The companies said in presentation slides that Bristol Myers was bringing global networks in clinical development and manufacturing to the partnership, among other benefits.
BioNTech said in a statement that the partners were seeking to set a new standard of care in the cancer market segment, now dominated by so-called checkpoint inhibitors including Keytruda with $29.5 billion in 2024 sales.
Western drugmakers have struck a host of deals to win access to the new drug technology, known as PD-1/VEGF bispecific antibodies, which was pioneered in China.
Pfizer last month partnered with China's 3SBio , paying $1.25 billion upfront and up to another $4.8 billion depending on developmental achievements.

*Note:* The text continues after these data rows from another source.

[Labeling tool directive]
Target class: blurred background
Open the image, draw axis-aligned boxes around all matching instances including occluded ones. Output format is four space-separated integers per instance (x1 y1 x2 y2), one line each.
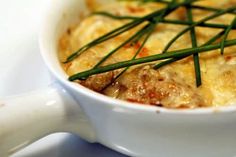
0 0 125 157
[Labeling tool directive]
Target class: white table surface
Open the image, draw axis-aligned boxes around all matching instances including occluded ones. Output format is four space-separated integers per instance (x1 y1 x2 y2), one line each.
0 0 127 157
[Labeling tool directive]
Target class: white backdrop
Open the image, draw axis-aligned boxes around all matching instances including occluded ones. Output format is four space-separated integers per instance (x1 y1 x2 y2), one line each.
0 0 123 157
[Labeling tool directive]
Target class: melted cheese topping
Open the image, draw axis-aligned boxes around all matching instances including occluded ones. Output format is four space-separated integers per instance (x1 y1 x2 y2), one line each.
59 0 236 108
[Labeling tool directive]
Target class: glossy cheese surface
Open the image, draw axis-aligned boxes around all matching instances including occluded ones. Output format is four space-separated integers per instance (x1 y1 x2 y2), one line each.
59 0 236 108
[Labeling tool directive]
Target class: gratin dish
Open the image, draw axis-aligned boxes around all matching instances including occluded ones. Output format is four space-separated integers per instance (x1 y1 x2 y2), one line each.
0 0 236 157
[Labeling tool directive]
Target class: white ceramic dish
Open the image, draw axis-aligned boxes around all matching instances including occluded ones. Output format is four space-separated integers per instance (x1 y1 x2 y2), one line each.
0 0 124 157
0 0 236 157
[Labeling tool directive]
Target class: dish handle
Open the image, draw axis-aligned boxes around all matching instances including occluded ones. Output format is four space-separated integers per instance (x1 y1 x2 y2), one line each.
0 84 95 157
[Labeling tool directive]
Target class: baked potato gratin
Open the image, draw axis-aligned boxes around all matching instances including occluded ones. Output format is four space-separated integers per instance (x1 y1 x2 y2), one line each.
58 0 236 109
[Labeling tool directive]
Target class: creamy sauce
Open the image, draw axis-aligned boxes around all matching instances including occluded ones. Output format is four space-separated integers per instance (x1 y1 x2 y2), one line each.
59 0 236 108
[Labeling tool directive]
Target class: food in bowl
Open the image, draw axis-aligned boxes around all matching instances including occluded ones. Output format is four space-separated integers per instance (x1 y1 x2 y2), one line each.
58 0 236 109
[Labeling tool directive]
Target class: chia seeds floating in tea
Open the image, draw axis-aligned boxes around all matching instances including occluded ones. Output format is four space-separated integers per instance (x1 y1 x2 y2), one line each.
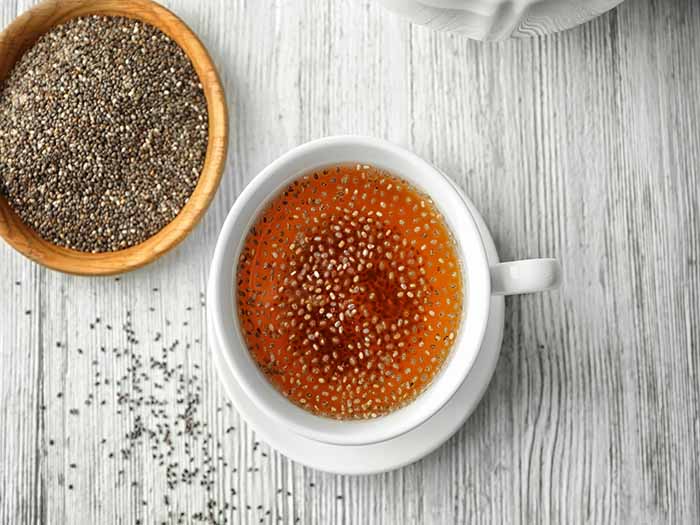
237 166 463 419
0 16 208 252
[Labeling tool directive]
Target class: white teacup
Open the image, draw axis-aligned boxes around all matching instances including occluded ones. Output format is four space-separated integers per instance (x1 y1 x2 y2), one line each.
208 136 561 445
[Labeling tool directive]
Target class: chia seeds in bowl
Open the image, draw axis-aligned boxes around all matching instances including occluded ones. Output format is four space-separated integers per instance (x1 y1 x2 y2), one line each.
0 16 209 253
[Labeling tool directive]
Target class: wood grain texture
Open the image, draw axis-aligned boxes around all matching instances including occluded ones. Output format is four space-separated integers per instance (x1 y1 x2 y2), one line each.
0 0 700 525
0 0 229 276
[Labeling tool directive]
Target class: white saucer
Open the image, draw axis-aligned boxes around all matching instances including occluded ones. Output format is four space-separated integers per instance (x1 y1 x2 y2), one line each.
209 190 505 475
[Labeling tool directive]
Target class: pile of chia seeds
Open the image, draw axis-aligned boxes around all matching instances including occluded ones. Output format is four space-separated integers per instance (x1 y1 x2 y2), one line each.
0 16 208 253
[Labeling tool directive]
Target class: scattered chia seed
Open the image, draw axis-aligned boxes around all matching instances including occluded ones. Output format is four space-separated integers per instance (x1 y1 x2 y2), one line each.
34 292 334 524
0 16 208 253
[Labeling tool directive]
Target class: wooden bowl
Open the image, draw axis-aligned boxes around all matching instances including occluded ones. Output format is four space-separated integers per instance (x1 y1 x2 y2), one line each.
0 0 228 275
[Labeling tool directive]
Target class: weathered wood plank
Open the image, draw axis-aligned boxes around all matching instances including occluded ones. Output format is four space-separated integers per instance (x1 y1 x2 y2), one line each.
0 0 700 525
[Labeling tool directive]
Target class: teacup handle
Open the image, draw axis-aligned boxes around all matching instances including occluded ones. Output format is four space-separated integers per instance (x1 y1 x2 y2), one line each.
491 259 561 295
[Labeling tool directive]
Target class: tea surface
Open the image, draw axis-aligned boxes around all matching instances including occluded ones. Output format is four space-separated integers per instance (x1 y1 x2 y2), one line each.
236 165 463 419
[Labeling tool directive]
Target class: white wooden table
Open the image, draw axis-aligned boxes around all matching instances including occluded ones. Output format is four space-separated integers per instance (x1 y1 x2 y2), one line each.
0 0 700 524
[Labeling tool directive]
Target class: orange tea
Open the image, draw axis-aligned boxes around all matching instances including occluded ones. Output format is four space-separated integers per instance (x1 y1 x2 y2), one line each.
236 165 463 419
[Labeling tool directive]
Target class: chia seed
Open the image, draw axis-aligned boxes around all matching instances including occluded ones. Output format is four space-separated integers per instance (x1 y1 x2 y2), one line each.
0 16 208 253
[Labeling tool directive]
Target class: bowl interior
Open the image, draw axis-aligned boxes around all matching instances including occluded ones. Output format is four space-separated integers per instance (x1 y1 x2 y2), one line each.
209 137 490 445
0 0 228 275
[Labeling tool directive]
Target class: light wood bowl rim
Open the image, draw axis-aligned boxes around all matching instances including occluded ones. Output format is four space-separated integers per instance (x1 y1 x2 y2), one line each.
0 0 228 276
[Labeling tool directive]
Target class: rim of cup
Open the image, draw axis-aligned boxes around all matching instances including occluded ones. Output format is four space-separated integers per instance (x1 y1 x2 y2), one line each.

Merck & Co, whose Keytruda business is under threat from the sector's development push, in November last year licensed an early-stage cancer drug from China-based LaNova Medicines for up to $3.3 billion.
"We are now starting to see an industry vote of confidence in the differentiation of this novel mechanism," BMO Capital Markets analysts said in a note.
They welcomed BioNTech "partnering with a big pharma name to help manage a broad development plan and potential commercialization".
Shares in Instil Bio, which is working with China's ImmuneOnco on a similar compound, soared 24% in U.S. trade on Monday.
Summit Therapeutics and China's Akeso have formed another partnership in the development race with a drug candidate called ivonescimab.
BioNTech took full ownership of BNT327 through the acquisition of China's Biotheus earlier this year for $800 million upfront and up to $150 million contingent on development achievements.
It previously held certain rights in the drug under a 2023 collaboration deal.
In addition to an initial payment of $1.5 billion, Bristol plans to pay BioNTech $2 billion in non-contingent anniversary payments through 2028. BioNTech may also earn up to $7.6 billion in development, regulatory and commercial milestones, Bristol said.
The companies will share global profits and losses from the drug equally, and joint development and manufacturing costs will also be shared on a 50/50 basis, with some exceptions.
BNT327 is being tested as a first-line treatment in extensive stage small cell lung cancer and non-small cell lung cancer. More than 1,000 patients have been treated with the drug to date.